AstenJohnson v. Columbia Gas Company, United States District Court for the Eastern District of PA, No. 03-cv-1552, 2006 U.S. Dist. LEXIS 42606 (E.D.Pa. June 22, 2006) (Stengel, J.)

JUNE 2006 BAD FAITH CASES
BAD FAITH CLAIM CANNOT BE SUSTAINED BECAUSE COVERAGE EXCLUDED UNDER ABUSE OR MOLESTATION EXCLUSION (Philadelphia Commerce)

In 12th St. Gym, Inc. v.

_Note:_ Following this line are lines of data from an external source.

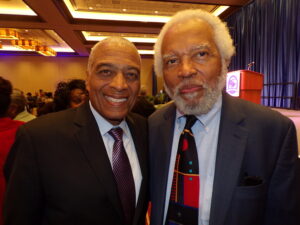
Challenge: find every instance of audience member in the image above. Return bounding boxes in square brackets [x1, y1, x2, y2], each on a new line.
[7, 89, 36, 122]
[38, 79, 88, 116]
[131, 90, 155, 118]
[4, 37, 148, 225]
[0, 77, 24, 225]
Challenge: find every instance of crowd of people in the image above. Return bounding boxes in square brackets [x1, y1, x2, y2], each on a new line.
[0, 7, 300, 225]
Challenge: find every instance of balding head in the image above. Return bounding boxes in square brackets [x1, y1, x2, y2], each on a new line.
[87, 37, 141, 73]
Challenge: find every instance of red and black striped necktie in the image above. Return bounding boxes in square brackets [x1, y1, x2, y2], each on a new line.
[166, 115, 200, 225]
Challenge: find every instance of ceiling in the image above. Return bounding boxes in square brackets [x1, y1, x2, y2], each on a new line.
[0, 0, 252, 57]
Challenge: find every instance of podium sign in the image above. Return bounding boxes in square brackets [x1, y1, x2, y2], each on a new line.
[226, 71, 241, 97]
[226, 70, 263, 104]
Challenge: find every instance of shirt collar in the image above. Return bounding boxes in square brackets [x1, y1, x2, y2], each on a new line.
[176, 95, 222, 127]
[89, 101, 129, 137]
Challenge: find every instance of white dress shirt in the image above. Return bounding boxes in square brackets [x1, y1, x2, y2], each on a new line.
[90, 102, 142, 204]
[164, 96, 222, 225]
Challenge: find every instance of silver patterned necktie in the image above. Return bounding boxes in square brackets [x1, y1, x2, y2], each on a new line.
[108, 127, 135, 225]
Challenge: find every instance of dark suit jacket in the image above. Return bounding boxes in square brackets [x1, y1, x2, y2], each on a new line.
[5, 104, 148, 225]
[149, 94, 300, 225]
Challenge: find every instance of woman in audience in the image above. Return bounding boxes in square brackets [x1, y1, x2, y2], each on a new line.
[0, 77, 24, 225]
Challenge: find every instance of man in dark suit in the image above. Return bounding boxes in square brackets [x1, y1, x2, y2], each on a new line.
[4, 38, 148, 225]
[149, 10, 300, 225]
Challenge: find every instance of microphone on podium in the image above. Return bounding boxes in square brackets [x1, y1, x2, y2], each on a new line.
[247, 61, 255, 70]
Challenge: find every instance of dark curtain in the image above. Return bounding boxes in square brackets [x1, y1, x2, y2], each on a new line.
[226, 0, 300, 108]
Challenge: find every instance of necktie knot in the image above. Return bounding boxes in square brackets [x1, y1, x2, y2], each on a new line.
[108, 127, 123, 141]
[184, 115, 198, 130]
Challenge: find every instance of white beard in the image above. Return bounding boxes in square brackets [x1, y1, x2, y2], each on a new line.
[165, 63, 227, 115]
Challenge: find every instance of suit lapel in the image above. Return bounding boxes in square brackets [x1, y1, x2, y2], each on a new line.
[152, 103, 176, 224]
[126, 115, 148, 224]
[74, 103, 123, 221]
[209, 94, 248, 225]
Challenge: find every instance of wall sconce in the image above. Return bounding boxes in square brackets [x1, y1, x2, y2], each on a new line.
[35, 45, 56, 56]
[0, 28, 19, 40]
[11, 39, 38, 51]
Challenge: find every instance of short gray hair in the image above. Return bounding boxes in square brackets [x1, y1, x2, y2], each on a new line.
[154, 9, 235, 76]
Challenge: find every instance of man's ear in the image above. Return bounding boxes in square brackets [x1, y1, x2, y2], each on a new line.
[6, 103, 18, 119]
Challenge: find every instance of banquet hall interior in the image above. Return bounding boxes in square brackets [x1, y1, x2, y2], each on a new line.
[0, 0, 300, 152]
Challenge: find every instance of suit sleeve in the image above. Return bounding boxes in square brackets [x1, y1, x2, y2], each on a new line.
[4, 126, 43, 225]
[264, 122, 300, 225]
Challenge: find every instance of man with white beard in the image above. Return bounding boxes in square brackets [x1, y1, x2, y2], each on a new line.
[149, 10, 300, 225]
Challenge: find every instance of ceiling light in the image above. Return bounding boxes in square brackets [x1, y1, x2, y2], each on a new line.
[213, 5, 229, 16]
[64, 0, 229, 23]
[86, 36, 157, 43]
[0, 6, 36, 16]
[35, 45, 56, 56]
[82, 31, 157, 43]
[11, 39, 38, 50]
[0, 28, 19, 40]
[64, 0, 170, 23]
[138, 50, 154, 55]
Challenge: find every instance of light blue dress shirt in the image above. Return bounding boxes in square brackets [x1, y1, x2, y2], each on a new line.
[90, 102, 142, 204]
[164, 96, 222, 225]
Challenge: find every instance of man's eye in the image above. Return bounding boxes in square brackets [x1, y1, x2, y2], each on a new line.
[126, 72, 139, 80]
[196, 51, 208, 57]
[166, 59, 178, 65]
[97, 70, 113, 77]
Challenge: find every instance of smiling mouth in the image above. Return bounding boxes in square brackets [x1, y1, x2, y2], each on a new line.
[180, 85, 203, 94]
[105, 96, 128, 103]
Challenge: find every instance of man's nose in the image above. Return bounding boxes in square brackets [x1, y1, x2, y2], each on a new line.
[179, 57, 196, 78]
[110, 71, 128, 90]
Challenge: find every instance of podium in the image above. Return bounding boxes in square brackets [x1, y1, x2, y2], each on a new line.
[226, 70, 264, 104]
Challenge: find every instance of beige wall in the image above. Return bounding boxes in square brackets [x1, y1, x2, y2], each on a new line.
[0, 56, 153, 94]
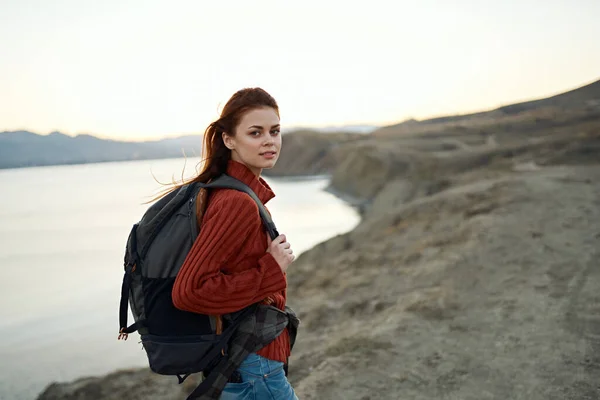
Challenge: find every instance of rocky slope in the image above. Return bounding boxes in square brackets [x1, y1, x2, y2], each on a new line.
[39, 80, 600, 400]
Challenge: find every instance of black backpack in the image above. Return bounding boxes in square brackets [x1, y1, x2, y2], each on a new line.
[119, 175, 279, 396]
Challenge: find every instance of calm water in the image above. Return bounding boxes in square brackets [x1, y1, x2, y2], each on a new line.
[0, 159, 359, 400]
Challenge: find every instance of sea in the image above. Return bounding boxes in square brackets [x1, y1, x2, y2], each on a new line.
[0, 159, 359, 400]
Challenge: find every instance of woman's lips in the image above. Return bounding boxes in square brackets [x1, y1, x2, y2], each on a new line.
[260, 151, 277, 160]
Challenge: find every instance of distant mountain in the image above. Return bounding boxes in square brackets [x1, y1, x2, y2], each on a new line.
[290, 125, 379, 134]
[373, 80, 600, 136]
[0, 131, 202, 168]
[0, 126, 377, 168]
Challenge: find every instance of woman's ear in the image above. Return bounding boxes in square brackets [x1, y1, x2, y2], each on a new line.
[221, 132, 235, 150]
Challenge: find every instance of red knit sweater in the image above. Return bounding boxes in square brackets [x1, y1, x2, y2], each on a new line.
[172, 161, 290, 362]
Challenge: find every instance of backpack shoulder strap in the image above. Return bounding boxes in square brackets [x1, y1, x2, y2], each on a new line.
[198, 174, 279, 240]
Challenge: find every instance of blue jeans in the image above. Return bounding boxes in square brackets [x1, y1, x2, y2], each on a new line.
[221, 353, 298, 400]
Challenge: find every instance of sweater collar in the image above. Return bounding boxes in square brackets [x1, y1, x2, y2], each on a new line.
[227, 160, 275, 204]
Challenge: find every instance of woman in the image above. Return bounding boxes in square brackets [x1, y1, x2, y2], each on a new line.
[172, 88, 297, 400]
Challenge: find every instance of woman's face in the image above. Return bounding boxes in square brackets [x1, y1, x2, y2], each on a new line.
[223, 107, 281, 176]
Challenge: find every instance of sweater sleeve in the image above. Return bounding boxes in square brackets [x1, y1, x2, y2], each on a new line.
[172, 194, 287, 315]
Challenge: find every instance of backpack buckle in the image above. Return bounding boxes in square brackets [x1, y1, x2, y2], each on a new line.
[117, 328, 129, 340]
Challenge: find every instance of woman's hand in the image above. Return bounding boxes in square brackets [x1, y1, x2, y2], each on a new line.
[267, 234, 296, 274]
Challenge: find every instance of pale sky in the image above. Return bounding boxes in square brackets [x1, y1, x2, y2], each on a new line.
[0, 0, 600, 140]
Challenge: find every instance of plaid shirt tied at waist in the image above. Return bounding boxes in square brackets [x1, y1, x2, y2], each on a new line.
[187, 304, 300, 400]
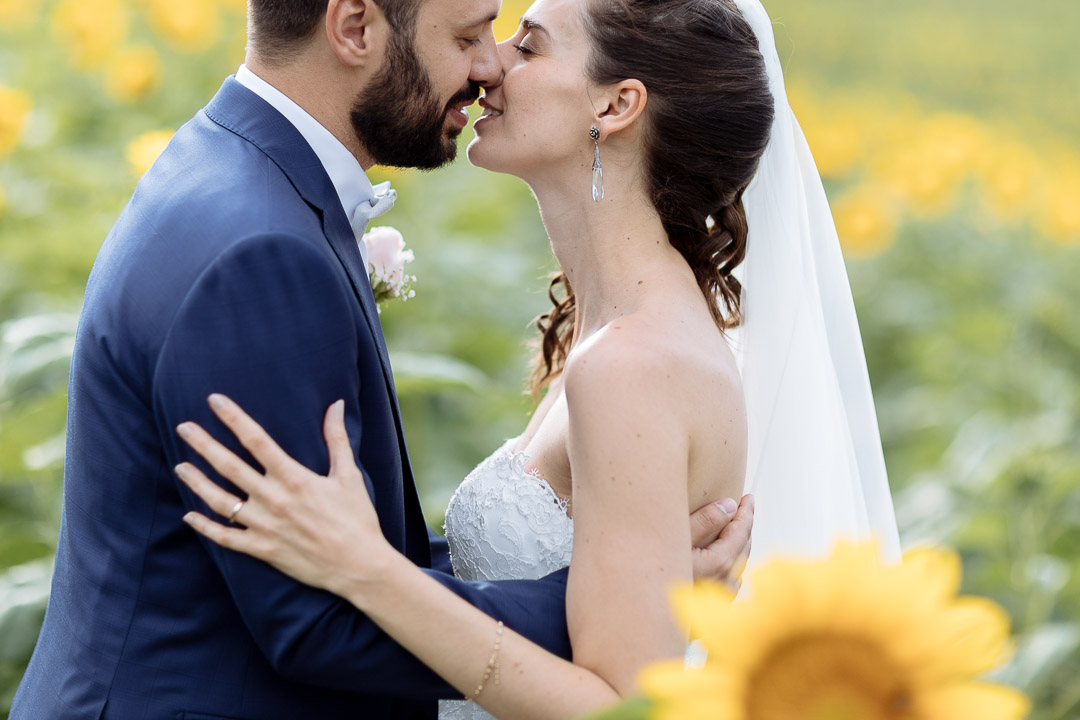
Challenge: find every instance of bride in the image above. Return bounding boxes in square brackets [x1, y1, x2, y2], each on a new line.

Philadelphia Indemnity Insurance Company, the Philadelphia Court of Common Pleas, Commerce Court, granted the carrier’s Motion for Judgment on the Pleadings.  The Complaint alleged that the insurer refused to defend Plaintiff in an underlying action; specifically, a woman claimed she had been sexually assaulted by an masseuse employed at the gym.  The Court noted that in deciding the obligations of the parties under an insurance agreement, including whether an insurer has a duty to defend, courts follow a two-step procedure:  first, the Court must determine the scope of the policy’s coverage, and second, it must examine the complaint in the underlying action to ascertain if that pleading triggers coverage.  Because the claims in the underlying sexual assault case were excluded from coverage under the policy’s Abuse or Molestation Exclusion, the Court determined that Defendant had no duty to defend Plaintiff in the underlying action, thus nullifying any claims of bad faith.

Date of decision:  June 12, 2006

12th Street Gym, Inc. v. Philadelphia Indem. Ins. Co., July Term 2005, No. 3393 2006 Phila. Ct. Com. Pl. LEXIS 239 (C.C.P. Philadelphia June 12, 2006) (Sheppard, J.)